Colin Crouch / Neden bir post-demokrasi'de yaşamaktayız?


Bir kitle demokrasisi sadece, her zaman belli partileri seçen temel seçmen gruplarının olduğu ve en önemli sorunların bu demokrasi platformunda çözülebildiği bir atmosferde işler. Günümüzde bu iki koşul da ortadan kalkmak üzere. Partiler arasında sahici farkları bulmak, giderek zorlaşıyor ve milli/ulusal (national) platform -yani demokrasinin temel platformu- önemini yitiriyor.

20'inci Yüzyılda kitle demokrasilerilerinin ortaya çıkmasını sağlayan sosyal zümreler, günümüzün gelişmiş ülkelerinde anlamlarını yitirdiler. Bu da, post-endüstriyel toplumlardaki yeni alt ve orta tabakaların henüz kendilerine özgü siyasi kanallar ve kurumlar olşturmamış olduklarını gösteriyor. Partiler, fark gözetmeksizin bütün potansiyel seçmenleri temsil etmeye çalışıyorlar. İdeolojik ve sınıfsal çıkarlarla ilgili farklılıklar asgariye indirgeniyor ve seçim propagandaları, rakiplerinden daha becerikli olduğunu iddia eden parti önderlerinin kişisel özellikleri bazında yürütülüyor.

Böylece seçim kampanyaları, mal ve hizmet satış reklamlarına benziyor. Politikacılar seçmenlerini, 'vatandaş' değil "müşteri" gibi algılıyor. Politikacılar, toplumdan bağımsız, birbirini kayıran siyasi bir sınıf haline geliyor. Onlarla yakın ilişki içinde olanlar da, tıpkı onlar gibi halktan uzak yaşayan büyük firma şefleri sadece. Politikacılar, çokuluslu firmalara iki koldan bağımlılar. Birincisi: Firmalar yatırım yapıyor ve siyasilere ekonomik başarı getiriyor. İkincisi: Partilere kaynak sağlıyorlar. Firmalar da politikacılardan, firma çıkarlarına uygun politika ve icraatler bekliyorlar. Bu denklemde demokratik yapı varlığını sürdürmekle birlikte, partiler arası siyasi mücadelenin toplumsal temeli ortadan kalkıyor. Nihayet, demokrasilerde irade oluşturulan alan daralmış oluyor. Sözkonusu modeli ABD'de bariz bir şekilde görüyoruz.

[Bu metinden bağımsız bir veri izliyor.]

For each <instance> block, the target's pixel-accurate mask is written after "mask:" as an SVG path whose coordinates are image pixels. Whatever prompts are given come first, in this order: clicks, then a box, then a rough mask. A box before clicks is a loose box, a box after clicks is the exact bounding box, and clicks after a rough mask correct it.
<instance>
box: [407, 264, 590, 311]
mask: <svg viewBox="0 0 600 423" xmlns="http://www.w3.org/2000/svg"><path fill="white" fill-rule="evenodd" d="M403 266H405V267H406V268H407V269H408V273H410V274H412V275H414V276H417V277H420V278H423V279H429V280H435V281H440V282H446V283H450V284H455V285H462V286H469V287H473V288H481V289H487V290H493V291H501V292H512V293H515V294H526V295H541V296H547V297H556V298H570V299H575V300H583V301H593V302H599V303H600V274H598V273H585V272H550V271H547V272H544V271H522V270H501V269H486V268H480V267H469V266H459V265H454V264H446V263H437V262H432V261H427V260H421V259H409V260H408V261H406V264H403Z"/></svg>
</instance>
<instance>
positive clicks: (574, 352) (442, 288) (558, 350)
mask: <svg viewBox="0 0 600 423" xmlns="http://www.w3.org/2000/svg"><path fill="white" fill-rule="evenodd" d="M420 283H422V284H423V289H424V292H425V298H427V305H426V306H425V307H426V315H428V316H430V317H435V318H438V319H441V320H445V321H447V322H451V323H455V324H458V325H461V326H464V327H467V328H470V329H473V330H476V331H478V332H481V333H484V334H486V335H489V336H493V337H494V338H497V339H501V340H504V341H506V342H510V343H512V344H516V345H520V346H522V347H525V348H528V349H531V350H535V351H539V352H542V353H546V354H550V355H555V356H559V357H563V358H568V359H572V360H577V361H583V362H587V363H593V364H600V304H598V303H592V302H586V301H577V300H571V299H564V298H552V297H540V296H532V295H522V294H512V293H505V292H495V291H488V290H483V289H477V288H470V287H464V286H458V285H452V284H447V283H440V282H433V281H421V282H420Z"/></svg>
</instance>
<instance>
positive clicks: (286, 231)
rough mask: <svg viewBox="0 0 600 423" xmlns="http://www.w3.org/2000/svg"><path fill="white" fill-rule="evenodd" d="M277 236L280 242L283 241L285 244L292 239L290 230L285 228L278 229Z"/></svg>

Demokrasi bu sorunları milli/ulusal seviyede yaşadığından, siyasi yönetimlerin global seviyedeki demokratik kalitesini korumak iyice zorlaşıyor. Ulusal model, kamusal emtianın/malların aynı ulusal seviyede paylaşımı varsayımından yola çıkıyor. Ama küresel ısınma gibi varoluşsal sorunlar, sadece global siyasi kurumlar tarafından ele alınabilirler. Mesela Birleşmiş Milletler, Dünya Bankası vs. Global siyasi kurum çok. Ama onların demokratik kaliteleri eksik. Söz konusu global kurumların üyesi milli/ulusal hükümetler arsında demokratik olanlar var. Ama dünya nüfusunun çoğunluğu demokrasilerde yaşamıyor. Bu kurumları ilgilendiren global sorunlar, tek tek ülkelerin milli/ulasal platformda pek dile getirilmiyor. Biz sıradan insanlar, global bazda neler yaşandığını pek anlamıyoruz. Ama hepsini anlayanlar, çok uluslu şirketler. Bu durumda, uluslararası karar ve koşulları ya kendilerine göre düzenleyecekler, ya da enerjik aktörler olmayı sürdürecekler. Firmaların kontrolünde çok hızlı ilerleyen teknolojik gelişme sayesinde ürün normlarını bizzat kendileri koyuyorlar. Diplomatik açıdan, süreç çok hızlı işliyor. Uluslararası anlaşmalar söz konusu olduğunda da konuyu gündeme getirenler, sadece çok uluslu firmalar oluyor.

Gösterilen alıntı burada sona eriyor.